I got a supportive e-mail from my tutor during the visit to Arles, which was good news. I am encouraged to carry on "off piste" with the assignment and he likes the "simple cut and paste aesthetic". There is, I think, a challenge in trying to retain some of that whilst also looking to achieve 'professional standards' in the final image/print - a challenge but not unachievable. One thing has become very clear to me over the last ten days (and it was no great surprise) - I am never going to get to the standard of finish that I want with my D80 camera. it has some serious limitations (pixel count; noise in low light; old DX sensor) and is in serious need of a sensor clean. So - one very significant piece of progress since last week is illustrated in this image.
I am now the proud owner of a NIKON D800. I am not a kit freak and I resist wholeheartedly the temptation to always have the latest gadget - but there comes a time! I also bought an Interfit 3-head studio lighting kit a few weeks ago - so, here we see the simple set-up that I have been using to start making some images for the assignment.
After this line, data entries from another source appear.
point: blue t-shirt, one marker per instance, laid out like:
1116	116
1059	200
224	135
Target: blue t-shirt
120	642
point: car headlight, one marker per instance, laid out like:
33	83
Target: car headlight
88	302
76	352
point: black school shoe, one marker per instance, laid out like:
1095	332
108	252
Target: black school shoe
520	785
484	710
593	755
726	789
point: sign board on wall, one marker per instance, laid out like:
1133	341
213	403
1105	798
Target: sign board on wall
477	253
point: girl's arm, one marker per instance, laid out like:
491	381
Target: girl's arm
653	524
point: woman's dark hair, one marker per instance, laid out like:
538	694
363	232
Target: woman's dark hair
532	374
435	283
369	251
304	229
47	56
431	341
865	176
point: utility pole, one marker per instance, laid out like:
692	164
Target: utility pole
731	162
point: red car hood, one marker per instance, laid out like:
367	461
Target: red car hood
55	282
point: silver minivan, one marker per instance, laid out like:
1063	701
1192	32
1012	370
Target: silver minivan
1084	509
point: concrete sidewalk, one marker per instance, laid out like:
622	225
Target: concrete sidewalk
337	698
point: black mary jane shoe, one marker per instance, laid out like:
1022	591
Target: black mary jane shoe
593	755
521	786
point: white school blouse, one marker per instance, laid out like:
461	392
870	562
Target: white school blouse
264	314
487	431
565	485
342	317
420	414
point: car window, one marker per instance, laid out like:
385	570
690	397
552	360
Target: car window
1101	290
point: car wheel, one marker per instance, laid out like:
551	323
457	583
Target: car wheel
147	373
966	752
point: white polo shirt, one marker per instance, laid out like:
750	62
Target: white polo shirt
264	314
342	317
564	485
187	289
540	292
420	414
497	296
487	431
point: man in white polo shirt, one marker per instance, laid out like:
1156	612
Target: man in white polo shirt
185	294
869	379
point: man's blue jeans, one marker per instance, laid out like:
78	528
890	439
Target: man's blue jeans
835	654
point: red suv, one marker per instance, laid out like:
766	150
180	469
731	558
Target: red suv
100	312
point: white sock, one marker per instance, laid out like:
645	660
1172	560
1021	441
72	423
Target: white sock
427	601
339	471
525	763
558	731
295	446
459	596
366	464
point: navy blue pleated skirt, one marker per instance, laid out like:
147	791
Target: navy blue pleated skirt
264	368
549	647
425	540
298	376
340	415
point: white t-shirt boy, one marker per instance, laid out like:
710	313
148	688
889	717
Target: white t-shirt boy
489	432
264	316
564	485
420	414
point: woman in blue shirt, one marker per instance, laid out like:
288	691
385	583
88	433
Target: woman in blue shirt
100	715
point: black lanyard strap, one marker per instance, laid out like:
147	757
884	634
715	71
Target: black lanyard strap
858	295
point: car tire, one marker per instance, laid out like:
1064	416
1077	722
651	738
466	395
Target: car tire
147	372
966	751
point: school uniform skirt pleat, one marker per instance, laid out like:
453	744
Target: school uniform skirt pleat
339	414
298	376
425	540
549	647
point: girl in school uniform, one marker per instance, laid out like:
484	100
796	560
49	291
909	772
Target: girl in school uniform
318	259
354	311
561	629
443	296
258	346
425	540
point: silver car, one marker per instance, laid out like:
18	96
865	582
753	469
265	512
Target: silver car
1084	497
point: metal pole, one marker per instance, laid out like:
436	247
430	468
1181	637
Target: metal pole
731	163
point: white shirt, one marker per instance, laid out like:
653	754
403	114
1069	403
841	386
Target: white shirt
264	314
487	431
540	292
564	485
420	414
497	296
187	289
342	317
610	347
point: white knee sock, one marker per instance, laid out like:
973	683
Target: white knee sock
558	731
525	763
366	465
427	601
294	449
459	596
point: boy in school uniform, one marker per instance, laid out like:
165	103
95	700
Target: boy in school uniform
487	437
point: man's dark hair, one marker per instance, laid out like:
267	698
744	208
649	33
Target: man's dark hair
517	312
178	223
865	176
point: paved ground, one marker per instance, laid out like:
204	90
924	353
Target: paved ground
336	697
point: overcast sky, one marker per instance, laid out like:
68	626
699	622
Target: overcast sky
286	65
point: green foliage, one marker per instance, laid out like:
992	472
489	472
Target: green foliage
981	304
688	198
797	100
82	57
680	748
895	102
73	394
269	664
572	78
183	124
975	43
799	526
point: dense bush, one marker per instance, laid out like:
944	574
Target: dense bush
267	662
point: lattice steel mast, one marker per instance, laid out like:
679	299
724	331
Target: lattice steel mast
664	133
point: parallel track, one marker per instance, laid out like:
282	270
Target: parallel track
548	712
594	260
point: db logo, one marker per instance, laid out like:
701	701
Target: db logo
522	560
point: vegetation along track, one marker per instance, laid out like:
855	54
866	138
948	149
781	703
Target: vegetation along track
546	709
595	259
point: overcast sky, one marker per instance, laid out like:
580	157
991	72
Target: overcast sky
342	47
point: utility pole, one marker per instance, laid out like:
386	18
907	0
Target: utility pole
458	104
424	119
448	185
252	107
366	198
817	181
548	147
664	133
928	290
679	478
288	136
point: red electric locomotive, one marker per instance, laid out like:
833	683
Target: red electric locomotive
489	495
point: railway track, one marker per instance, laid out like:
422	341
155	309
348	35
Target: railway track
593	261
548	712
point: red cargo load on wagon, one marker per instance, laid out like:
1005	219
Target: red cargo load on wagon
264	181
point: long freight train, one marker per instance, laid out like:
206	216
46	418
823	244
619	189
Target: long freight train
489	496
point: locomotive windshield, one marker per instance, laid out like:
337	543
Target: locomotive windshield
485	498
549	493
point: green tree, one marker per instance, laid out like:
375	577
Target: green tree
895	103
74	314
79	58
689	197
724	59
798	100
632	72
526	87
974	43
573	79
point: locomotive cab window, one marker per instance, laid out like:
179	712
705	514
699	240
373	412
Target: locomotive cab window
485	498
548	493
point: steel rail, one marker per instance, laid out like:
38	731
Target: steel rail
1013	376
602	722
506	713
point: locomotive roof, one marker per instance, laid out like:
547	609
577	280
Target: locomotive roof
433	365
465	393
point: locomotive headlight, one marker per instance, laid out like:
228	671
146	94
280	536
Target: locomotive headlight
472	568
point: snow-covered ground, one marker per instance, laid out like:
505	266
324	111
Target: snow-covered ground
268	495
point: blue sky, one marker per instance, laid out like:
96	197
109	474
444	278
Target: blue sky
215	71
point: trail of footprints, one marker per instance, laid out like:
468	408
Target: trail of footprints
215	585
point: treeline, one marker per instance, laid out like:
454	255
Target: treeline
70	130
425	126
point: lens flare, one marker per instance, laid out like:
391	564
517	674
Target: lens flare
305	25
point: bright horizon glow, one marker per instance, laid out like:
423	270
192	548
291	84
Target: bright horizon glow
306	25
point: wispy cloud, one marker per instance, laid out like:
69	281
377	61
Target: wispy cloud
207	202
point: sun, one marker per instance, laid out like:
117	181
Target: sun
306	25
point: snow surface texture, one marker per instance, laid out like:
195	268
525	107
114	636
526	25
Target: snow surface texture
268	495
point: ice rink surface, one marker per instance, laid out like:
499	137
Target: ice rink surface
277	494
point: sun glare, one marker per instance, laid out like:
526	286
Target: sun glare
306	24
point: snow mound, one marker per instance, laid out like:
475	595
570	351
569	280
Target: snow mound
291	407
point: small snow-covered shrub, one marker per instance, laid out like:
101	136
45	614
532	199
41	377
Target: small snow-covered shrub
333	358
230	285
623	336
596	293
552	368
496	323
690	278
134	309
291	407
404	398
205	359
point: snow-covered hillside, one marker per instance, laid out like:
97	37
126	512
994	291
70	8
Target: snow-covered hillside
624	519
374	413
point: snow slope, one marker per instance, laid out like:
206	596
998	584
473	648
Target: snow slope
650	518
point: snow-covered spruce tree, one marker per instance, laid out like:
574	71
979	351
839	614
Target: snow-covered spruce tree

Turning to the images themselves, I have moved the two originals on from the 'sketches' included in the last post. In the following version, all images in the compilation have been processed more carefully for colour, tonal balance etc (though they remain somewhat basic, being, in several cases, cut-outs from books or small downloaded images), and have been printed on photographic paper (and subsequently cut out with a craft knife).
It feels more like a 'quality' image but there is some loss of the 'cut and paste' aesthetic. I even curled the edges of some of the images a little to introduce some shadow and depth. The images are quite crudely fixed to the backing paper, so that there is shadow and depth to the foreground 'painting', for example. The new version of my other 'original' actually combines photo paper and plain paper.
The black and white scene in the very centre (from the Bodyline Ashes series in the 1930s) is printed on plain paper and has curled more under the lights. It helps achieve the 'transparency' of process that I have referred to elsewhere, and is close to the Letinsky aesthetic, too.
I also have a third image now - where I have varied the scale.
I'm quite pleased with this one, as it has a crude simplicity about it - something like a 'still life' image - but manages to combine all sorts of elements of image-making. The background, for example, is a cropped screen-grab from the internet site, Cricinfo, showing the 'Hawk-Eye' presentation of a ball with which England bowler, Graeme Swann, dismissed Australian batsman, Rogers, in the Fourth Test of this summer. But that very 21st century 'aesthetic' (if that's an appropriate word!) is being linked to Jim Laker's polite appeal to an umpire in the 1950s, as he seems to bowl to a 1940s Don Bradman. This is the kind of combination which, if processed and printed at a suitable quality level, would, I hope, interest the viewer but also raise questions about what exactly I've done and, maybe, why?
I have other ideas to work on - an image based around a television view of the game, for example, and I might even have a go at a 'portrait'. - and all images will, eventually, be subject to more 'processing'.